Intrinsic PEEP has been a frequently debated topic of critical care for many years [23]. The importance of PEEPi derives from the physiological consequences of its presence, spanning from alteration of hemodynamics (mainly the reduction of cardiac output due to a decrease in cardiac filling caused by the positive intrathoracic pressure) [24] to the potential risk of barotrauma (due to the possible high alveolar pressures) [2].

Moreover, as first reported by Jonson et al. [25], if PEEPi is not considered, a significant error can affect the measurement of static CRS. This finding led researchers to introduce this correction factor when estimating respiratory mechanics [2628]. In previous studies, we demonstrated the capability of an ANN to extract information from respiratory signals [7, 8, 29]. Another mechanical consequence of PEEPi is the generation of higher levels of lung strain [30, 31], which, as result of pulmonary inhomogeneity, may induce a ventilator-induced lung injury [32]. The possibility of estimated PEEPtot,stat during ongoing mechanical ventilation is an important achievement. PEEPi measured by applying an end-expiratory pause requires a breath hold that must be prolonged by more than 1 s, and often more than 3 s in order to display a stable PEEPi value [33]. Moreover, in conditions of pulmonary inhomogeneity, occlusion of up to 5 s may be required [34].

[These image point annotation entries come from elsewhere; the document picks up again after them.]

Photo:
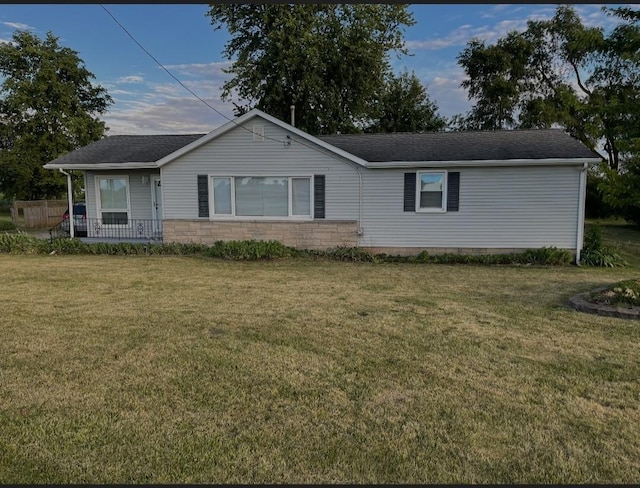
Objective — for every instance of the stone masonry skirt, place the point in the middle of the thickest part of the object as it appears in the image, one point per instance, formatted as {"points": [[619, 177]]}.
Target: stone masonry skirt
{"points": [[302, 235]]}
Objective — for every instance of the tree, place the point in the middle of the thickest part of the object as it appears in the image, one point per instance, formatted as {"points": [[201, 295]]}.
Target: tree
{"points": [[404, 106], [559, 71], [329, 61], [48, 106]]}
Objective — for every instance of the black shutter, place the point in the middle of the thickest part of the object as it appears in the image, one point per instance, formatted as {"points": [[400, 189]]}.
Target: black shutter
{"points": [[409, 192], [453, 191], [203, 196], [318, 197]]}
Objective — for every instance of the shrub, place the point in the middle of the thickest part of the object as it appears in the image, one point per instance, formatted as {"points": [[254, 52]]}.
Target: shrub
{"points": [[595, 253], [69, 246], [546, 256], [249, 250], [22, 243], [6, 225], [624, 292], [353, 254]]}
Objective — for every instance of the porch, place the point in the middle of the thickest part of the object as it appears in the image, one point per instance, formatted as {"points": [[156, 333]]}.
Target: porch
{"points": [[91, 230]]}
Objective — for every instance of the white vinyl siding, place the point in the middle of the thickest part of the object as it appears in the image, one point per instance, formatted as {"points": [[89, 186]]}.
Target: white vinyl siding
{"points": [[511, 207], [234, 154]]}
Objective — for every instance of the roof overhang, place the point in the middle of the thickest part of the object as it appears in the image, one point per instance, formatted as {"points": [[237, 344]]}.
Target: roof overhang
{"points": [[483, 163], [92, 166]]}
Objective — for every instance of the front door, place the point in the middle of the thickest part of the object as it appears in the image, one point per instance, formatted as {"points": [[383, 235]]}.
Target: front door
{"points": [[156, 203]]}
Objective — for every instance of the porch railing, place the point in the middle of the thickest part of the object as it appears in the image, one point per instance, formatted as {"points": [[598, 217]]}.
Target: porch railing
{"points": [[147, 229]]}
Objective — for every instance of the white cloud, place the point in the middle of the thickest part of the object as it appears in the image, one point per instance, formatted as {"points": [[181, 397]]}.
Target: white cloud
{"points": [[444, 89], [591, 15], [17, 25], [130, 80], [169, 109], [211, 71]]}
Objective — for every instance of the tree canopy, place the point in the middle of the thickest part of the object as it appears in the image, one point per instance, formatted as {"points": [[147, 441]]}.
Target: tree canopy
{"points": [[330, 61], [559, 71], [404, 106], [48, 106]]}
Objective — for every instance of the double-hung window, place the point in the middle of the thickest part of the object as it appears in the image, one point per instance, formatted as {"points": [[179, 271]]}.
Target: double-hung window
{"points": [[262, 196], [431, 191], [113, 199]]}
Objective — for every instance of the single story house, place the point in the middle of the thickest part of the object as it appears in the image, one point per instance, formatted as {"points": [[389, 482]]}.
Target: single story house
{"points": [[257, 177]]}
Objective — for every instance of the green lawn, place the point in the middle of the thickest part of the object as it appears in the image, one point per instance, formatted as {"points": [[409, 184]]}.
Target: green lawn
{"points": [[621, 233], [193, 370]]}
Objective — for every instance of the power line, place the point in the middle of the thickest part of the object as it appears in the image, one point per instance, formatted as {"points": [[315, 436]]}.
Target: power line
{"points": [[180, 82]]}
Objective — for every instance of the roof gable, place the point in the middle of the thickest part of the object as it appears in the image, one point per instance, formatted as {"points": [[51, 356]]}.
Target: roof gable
{"points": [[120, 150], [534, 146], [299, 136]]}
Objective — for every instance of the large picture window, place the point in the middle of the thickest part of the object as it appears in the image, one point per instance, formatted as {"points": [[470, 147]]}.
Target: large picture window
{"points": [[261, 196], [113, 199], [431, 191]]}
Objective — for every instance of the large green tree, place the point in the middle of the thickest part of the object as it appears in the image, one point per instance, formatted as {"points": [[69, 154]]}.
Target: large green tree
{"points": [[48, 106], [404, 106], [330, 61], [559, 71]]}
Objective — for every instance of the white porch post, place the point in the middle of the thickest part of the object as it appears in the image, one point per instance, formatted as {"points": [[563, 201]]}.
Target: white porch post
{"points": [[70, 201]]}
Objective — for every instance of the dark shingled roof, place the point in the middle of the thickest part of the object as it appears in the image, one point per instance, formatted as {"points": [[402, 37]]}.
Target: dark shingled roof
{"points": [[127, 149], [462, 146], [435, 146]]}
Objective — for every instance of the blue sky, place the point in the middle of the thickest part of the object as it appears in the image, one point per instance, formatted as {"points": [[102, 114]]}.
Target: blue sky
{"points": [[149, 101]]}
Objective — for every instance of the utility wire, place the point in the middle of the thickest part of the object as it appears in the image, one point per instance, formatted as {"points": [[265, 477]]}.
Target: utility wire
{"points": [[180, 82]]}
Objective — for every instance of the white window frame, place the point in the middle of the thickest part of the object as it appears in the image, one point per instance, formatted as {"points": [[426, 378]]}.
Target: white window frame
{"points": [[99, 208], [443, 207], [233, 216]]}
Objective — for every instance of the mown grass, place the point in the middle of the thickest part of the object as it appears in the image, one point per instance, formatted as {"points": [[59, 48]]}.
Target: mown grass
{"points": [[191, 370], [618, 232]]}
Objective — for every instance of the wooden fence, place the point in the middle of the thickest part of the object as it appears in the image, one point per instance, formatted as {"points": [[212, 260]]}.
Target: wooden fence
{"points": [[38, 214]]}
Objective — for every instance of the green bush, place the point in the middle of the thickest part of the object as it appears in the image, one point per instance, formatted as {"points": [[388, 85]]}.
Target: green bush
{"points": [[625, 292], [546, 256], [353, 254], [22, 243], [6, 225], [595, 253], [249, 250]]}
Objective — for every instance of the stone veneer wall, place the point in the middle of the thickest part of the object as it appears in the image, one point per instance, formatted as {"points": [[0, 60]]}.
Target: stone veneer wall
{"points": [[303, 235]]}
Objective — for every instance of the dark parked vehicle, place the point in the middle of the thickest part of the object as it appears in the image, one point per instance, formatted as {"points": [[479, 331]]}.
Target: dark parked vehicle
{"points": [[79, 220]]}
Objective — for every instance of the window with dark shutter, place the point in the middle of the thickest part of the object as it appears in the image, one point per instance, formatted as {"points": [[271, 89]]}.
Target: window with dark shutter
{"points": [[318, 197], [203, 196], [409, 192], [453, 191]]}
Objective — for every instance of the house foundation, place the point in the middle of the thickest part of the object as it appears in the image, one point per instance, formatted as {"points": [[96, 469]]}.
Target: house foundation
{"points": [[302, 235]]}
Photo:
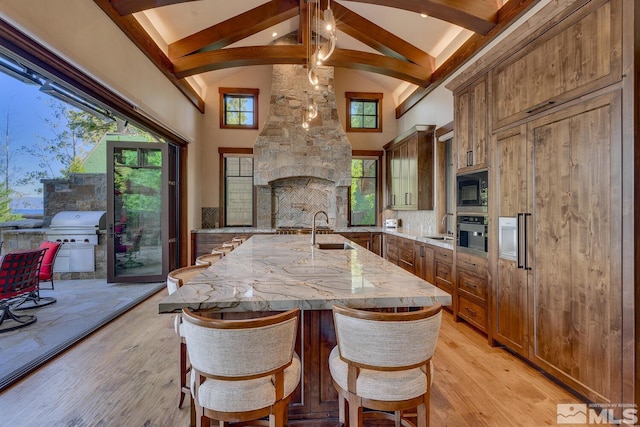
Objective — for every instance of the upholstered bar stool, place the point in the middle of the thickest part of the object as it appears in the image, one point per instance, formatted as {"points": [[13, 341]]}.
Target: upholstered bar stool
{"points": [[233, 378], [224, 249], [231, 244], [240, 239], [208, 259], [383, 362], [175, 280]]}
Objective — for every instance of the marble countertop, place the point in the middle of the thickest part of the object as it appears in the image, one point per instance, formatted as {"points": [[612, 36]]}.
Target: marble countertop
{"points": [[280, 272], [401, 232]]}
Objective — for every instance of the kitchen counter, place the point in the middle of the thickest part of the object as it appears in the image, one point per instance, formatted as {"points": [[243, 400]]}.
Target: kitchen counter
{"points": [[402, 232], [280, 272]]}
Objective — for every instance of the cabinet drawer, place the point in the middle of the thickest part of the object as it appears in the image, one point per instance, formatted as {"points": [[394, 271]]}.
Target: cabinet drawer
{"points": [[477, 265], [445, 255], [443, 272], [472, 313], [472, 284]]}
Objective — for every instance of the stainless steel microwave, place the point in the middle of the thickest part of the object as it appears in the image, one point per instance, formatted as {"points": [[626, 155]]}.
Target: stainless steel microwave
{"points": [[472, 191]]}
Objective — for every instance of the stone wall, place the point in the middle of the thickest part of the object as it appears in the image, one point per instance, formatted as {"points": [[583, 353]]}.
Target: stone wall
{"points": [[79, 192]]}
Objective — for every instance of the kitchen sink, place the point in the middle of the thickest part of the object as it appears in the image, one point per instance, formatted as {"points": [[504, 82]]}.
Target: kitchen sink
{"points": [[338, 246]]}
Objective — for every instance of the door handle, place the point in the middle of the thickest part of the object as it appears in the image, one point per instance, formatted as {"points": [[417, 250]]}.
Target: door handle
{"points": [[526, 243], [520, 241]]}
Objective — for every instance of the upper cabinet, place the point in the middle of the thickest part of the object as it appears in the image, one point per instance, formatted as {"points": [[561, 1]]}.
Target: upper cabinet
{"points": [[574, 58], [470, 124], [410, 169]]}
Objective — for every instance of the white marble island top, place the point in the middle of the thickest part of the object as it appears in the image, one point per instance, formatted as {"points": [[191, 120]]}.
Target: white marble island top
{"points": [[280, 272]]}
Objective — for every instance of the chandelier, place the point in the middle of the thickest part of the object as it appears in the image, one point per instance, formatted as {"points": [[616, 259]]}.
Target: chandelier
{"points": [[319, 48]]}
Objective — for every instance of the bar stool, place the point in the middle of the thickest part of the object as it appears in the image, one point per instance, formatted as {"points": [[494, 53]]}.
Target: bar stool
{"points": [[208, 259], [175, 280], [383, 362]]}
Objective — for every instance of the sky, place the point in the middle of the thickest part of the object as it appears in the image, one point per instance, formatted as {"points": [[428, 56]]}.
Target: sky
{"points": [[27, 110]]}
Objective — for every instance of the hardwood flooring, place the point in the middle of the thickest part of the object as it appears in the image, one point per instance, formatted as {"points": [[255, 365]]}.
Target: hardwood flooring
{"points": [[125, 375]]}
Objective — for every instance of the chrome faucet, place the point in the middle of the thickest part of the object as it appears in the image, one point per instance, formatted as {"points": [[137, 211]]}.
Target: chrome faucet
{"points": [[313, 225]]}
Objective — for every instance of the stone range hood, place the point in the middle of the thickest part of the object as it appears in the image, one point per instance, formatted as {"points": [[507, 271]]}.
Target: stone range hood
{"points": [[296, 171]]}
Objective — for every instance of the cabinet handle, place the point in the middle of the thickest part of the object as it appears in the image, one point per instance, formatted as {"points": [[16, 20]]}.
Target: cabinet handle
{"points": [[519, 243], [526, 244], [539, 106]]}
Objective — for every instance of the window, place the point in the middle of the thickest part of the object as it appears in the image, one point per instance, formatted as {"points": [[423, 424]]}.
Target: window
{"points": [[238, 190], [238, 108], [363, 112], [363, 197]]}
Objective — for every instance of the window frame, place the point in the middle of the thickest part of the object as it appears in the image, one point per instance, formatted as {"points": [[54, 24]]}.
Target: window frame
{"points": [[240, 92], [369, 155], [364, 96], [232, 152]]}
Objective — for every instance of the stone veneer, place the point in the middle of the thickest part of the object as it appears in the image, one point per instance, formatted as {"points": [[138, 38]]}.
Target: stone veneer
{"points": [[313, 166]]}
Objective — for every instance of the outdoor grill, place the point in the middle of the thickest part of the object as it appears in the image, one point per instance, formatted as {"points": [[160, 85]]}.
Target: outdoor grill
{"points": [[78, 233]]}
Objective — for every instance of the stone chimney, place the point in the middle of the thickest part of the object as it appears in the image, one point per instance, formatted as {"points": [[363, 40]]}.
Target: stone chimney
{"points": [[299, 171]]}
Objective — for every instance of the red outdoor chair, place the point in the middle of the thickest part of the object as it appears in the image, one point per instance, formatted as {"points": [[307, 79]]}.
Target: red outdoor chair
{"points": [[46, 270]]}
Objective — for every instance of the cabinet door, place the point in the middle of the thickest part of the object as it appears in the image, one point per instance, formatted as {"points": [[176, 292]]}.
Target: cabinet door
{"points": [[577, 216], [411, 174], [424, 257], [471, 126], [509, 315], [576, 57]]}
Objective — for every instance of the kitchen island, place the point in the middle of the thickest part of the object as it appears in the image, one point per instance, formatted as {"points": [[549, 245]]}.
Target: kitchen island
{"points": [[278, 272]]}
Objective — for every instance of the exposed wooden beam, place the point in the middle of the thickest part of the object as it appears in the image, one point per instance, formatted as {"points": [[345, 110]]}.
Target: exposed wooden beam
{"points": [[378, 38], [236, 28], [380, 64], [511, 11], [128, 7], [136, 33], [238, 57], [262, 55], [479, 16]]}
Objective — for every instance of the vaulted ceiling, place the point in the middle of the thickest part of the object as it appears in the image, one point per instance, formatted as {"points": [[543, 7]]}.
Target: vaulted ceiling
{"points": [[411, 44]]}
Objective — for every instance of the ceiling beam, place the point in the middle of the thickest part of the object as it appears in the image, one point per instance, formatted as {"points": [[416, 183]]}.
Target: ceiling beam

The potential for hemodynamic and gas exchange impairment that these conditions present may not allow frequent and prolonged alterations of the breathing pattern. The estimation of PEEPtot by ANNs does not require the cessation of the breath series. This opens up a perspective in the field of respiratory mechanics monitoring, because of the possibility of estimating PEEPi in safer conditions. Further studies are necessary to ascertain that the performance shown by the ANN in the assessment of PEEPi in this experimental setting can be reproduced in different models of lung pathology and during different ventilatory strategies.